Aşağıdaki hikâyenin 1917 tarihinde Irak topraklarında yapılan Ramada Savaşı sırasında yaşandığı söylenir.

Anlatılanlara göre o savaş sırasında saha keşfi yapan İngiliz General FrederickStanleyMaude, Irak'ta, sayısı oldukça fazla olan koyun sürüsünü merada otlatan bir çobana rastlar ve çevirmen vasıtasıyla çobana bir teklif yapar.

General Stanley çoban için “Eğer sürüdeki köpeğini öldürürse, ona yüz sterlin vereceğim.” der.

Uzun zamandır zor şartlarda yaşayan çoban için büyük paradır bu miktar.

Ancak köpek de çok kıymetlidir. Çobanın tek güvendiği, sürüsünü idare eden, her türlü tehlikeye karşı koruyan, hasta olan koyunun başında bile günlerce aç susuz bekleyen bir varlıktır köpeği.

Ama teklif edilen para, 100 sterlin.

İyi para!              

Bunun üzerine çoban, köpeği yakalayıp, generalin önünde keser.

General bu sefer de çobana der ki: “Eğer köpeğinin derisini yüzersen, yüz sterlin daha veririm.”

Çoban, köpeğinin derisini de yüzer.

General çobana “Köpeği parçalara bölersen, yüz sterlin daha veririm.” der.

 Çoban onu da yapar.

General parayı verip oradan ayrılırken çoban, General'in arkasından seslenerek der ki: “Yüz sterlin daha verirsen, köpeği yerim!”

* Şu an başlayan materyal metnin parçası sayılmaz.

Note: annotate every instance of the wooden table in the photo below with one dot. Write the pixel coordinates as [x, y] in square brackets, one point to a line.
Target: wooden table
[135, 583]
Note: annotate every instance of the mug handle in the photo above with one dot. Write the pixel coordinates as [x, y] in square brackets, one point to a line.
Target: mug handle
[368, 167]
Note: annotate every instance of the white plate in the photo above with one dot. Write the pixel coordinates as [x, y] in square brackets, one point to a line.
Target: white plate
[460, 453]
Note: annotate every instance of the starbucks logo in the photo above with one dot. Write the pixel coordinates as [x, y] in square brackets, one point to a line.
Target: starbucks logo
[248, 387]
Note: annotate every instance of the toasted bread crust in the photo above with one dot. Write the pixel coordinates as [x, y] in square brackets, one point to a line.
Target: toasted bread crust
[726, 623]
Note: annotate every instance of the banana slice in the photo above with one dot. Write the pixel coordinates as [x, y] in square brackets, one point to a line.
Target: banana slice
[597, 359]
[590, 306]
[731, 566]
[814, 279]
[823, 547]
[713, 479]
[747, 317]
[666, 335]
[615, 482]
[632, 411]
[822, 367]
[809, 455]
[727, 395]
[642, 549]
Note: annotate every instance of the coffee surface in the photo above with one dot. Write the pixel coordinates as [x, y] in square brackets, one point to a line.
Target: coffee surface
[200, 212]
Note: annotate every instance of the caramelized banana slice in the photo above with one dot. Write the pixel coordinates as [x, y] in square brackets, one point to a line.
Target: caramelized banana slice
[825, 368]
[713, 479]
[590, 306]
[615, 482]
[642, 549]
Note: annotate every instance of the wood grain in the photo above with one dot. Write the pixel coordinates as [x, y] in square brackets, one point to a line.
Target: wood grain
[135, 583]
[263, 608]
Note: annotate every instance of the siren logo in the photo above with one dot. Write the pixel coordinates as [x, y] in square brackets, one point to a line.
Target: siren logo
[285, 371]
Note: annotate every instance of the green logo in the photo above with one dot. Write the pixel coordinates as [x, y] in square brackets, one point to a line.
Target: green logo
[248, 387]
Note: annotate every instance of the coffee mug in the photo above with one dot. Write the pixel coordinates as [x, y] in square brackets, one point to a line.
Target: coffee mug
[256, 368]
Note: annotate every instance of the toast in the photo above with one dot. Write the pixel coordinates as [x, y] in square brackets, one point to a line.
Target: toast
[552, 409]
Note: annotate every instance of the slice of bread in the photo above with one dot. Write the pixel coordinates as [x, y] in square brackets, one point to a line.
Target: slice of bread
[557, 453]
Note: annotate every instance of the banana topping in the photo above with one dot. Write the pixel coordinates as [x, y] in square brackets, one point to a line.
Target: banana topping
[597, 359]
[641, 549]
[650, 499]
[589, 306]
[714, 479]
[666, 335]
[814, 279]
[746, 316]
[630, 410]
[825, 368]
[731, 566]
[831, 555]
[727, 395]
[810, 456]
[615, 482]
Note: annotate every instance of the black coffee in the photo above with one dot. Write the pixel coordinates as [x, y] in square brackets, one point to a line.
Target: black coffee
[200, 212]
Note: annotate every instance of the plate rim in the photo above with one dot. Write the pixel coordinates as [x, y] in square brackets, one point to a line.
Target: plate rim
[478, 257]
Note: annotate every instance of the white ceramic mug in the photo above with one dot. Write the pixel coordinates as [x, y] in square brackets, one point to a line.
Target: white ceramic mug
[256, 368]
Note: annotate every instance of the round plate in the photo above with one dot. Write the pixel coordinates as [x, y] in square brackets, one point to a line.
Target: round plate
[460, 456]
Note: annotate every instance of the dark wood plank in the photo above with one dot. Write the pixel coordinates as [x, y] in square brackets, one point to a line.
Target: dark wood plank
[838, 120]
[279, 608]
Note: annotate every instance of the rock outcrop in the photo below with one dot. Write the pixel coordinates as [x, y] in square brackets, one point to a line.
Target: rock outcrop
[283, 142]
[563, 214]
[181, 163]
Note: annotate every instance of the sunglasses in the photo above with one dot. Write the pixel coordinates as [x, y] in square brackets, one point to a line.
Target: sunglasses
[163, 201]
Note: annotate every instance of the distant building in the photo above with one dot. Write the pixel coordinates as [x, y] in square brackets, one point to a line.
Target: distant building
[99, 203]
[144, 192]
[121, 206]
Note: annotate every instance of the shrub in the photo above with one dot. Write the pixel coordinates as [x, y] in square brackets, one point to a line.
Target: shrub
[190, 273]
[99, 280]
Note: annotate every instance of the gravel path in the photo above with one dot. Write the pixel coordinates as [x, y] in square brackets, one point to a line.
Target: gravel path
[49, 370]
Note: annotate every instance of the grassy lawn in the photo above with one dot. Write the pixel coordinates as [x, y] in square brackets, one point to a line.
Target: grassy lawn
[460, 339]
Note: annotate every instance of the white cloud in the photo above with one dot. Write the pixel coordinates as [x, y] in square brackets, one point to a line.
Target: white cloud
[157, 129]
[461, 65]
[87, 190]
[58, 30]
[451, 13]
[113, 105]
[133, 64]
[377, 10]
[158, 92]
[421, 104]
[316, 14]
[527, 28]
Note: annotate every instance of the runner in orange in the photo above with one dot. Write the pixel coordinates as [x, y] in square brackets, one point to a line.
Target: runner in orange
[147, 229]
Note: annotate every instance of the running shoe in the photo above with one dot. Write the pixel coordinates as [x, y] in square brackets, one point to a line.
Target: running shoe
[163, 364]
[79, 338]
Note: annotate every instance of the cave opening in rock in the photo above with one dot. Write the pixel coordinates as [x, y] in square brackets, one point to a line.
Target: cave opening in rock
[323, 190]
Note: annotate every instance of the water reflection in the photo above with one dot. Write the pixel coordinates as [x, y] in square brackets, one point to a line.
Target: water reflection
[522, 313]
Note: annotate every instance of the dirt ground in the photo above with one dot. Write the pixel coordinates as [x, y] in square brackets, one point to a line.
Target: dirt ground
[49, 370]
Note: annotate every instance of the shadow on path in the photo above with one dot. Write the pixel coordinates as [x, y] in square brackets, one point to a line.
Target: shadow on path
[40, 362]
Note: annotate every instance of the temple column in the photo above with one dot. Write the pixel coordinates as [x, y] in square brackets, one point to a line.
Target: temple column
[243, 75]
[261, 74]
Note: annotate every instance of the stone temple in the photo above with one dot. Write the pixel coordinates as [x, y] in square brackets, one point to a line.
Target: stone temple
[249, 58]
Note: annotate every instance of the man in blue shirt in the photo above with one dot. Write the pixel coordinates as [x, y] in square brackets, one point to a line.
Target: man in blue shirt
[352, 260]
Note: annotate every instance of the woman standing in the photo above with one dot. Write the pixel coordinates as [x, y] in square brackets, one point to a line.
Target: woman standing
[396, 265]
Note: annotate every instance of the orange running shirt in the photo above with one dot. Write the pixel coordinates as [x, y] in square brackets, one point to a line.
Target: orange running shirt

General başını sallayarak "asla!” der. “Ben sizin değer verdikleriniz hakkındaki karakterinizi öğrenmek istedim. Para için, yoldaşını, yardımcını ve senin için çok kıymet ifade eden köpeğini kestin, yüzdün ve parçaladın. Benim ihtiyaç duyduğum ve öğrenmek istediğim de bu karakterindi” diyerek yanıtlar çobanı.

General bu deneyimden sonra yanındakilere dönerek der ki:"Bu karakterde fazla insan olduğu müddetçe korkmayın!

Kapitalizm’in her tarafımızı sardı ve ekonomik krizin belimizi büktüğü şu zamanda, nedense birden bu hikayegeldi aklıma.

Hani insanız ya, beşleriz yani!

Elbette burası dünya ve ihtiyaçlarımız oluyor.

Bu ihtiyaçları karşılamak için de maddiyat lazım.

Yani para lazım!

Ancak para her şey değildir, olamaz!

Paranın her şey olduğuna ve her kapıyı açtığına inananların sonu hüsrandır.

İnsanlığını para ile değiştirenlerin sonu zillettir.

Para bizim kutsalımız olamaz.

Olmazsa olmazımız, hiç olamaz.

Para bizim için bir amaç da olamaz.

Para sadece bir araçtır.

Paraya bakışımız, yaklaşımımız ve ilişkimiz böyle olmak zorundadır.

Aksi halde o hikâyede anlatılan çoban ile bir farkımız olmaz.